Extrême pauvreté: les anges gardiens de Coline Céleste

1 mai 2020

extrême pauvreté, SMP, handicap, confinement

Coline Céleste est en situation de handicap après un incendie qui a ravagé la maison où elle habitait.

«Je suis paralysée depuis que j’ai été victime d’un incendie», confie Coline Céleste. C’était en 2001. Ce jour-là, sa vie a basculé. Cet incendie a ôté la vie à son oncle, tandis que sa fille et elle ont été blessées. Depuis, Coline Céleste souffre d’épilepsie. Le quotidien est une bataille pour la mère de famille de 43 ans. Elle peut toutefois compter sur le soutien indéfectible de sa cousine Corinne Labuche, ainsi que de l’ONG Solidarite Marye Pike (SMP).

Après l’incendie de 2001, les misères de Coline Céleste s’enchaînent. Victime de violence, elle doit quitter le toit conjugal. C’est dans une maison délabrée à Roche-Bois qu’elle trouve refuge. Mais elle est loin d’être au bout de ses peines. Elle fait la connaissance d’un homme qui la violente à son tour.
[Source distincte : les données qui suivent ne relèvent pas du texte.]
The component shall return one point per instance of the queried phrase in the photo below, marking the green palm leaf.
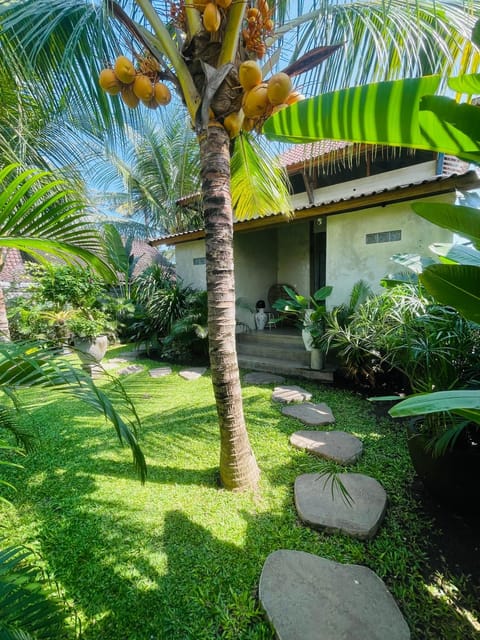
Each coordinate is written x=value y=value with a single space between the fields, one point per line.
x=259 y=184
x=27 y=364
x=29 y=608
x=39 y=215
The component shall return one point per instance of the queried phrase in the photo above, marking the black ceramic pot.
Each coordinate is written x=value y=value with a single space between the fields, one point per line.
x=453 y=478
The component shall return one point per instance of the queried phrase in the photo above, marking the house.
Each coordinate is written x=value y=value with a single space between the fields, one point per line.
x=351 y=214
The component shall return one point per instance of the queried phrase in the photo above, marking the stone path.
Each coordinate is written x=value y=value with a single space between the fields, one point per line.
x=339 y=446
x=307 y=597
x=192 y=373
x=291 y=394
x=160 y=372
x=260 y=377
x=321 y=508
x=309 y=413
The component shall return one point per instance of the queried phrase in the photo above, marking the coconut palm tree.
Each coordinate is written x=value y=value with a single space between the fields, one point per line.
x=197 y=49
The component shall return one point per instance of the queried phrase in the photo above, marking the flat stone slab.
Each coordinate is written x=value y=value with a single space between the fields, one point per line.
x=291 y=394
x=159 y=372
x=262 y=377
x=333 y=445
x=309 y=413
x=192 y=373
x=132 y=368
x=306 y=597
x=359 y=517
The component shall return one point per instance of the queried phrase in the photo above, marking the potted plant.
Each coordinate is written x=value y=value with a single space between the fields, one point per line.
x=89 y=330
x=310 y=313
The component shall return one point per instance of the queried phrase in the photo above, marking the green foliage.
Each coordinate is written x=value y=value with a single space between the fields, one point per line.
x=310 y=311
x=188 y=337
x=154 y=546
x=401 y=113
x=30 y=608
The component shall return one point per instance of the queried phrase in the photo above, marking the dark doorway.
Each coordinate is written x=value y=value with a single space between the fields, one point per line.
x=318 y=254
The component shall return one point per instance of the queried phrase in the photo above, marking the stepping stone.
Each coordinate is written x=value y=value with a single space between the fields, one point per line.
x=192 y=373
x=358 y=516
x=261 y=377
x=290 y=394
x=307 y=597
x=160 y=372
x=333 y=445
x=309 y=413
x=132 y=368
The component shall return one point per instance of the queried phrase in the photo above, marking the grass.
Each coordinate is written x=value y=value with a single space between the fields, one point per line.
x=180 y=558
«Elle était allongée sur un matelas,
un chien à côté d’elle…
»

Ce n’est qu’en 2016 qu’elle finira par retrouver espoir lorsque sa cousine, Corinne Labuche, la retrouve après de longues années de recherche. Cette dernière se souvient de ces retrouvailles comme si c’était hier. «Elle était allongée sur un matelas dans une cuisine, un chien à côté d’elle. Elle portait un vêtement troué et sale. La maison empestait. Je pouvais apercevoir un pot de chambre non loin de là où elle dormait. Mo rapel ti ena manze gate ki ti pe santi. C’était pitoyable !»

Corine Labuche décide alors de la prendre sous son aile. Elles élisent domicile à Albion et vivent aujourd’hui à huit sous le même toit. Les conditions de vie sont loin d’être idéales. «Il n’y a plus d’électricité dans notre demeure depuis un an», disent les cousines. Mais Coline Céleste ne veut pas être ingrate. «Je suis reconnaissante envers ma famille qui est toujours à mon chevet. On s’occupe bien de moi.»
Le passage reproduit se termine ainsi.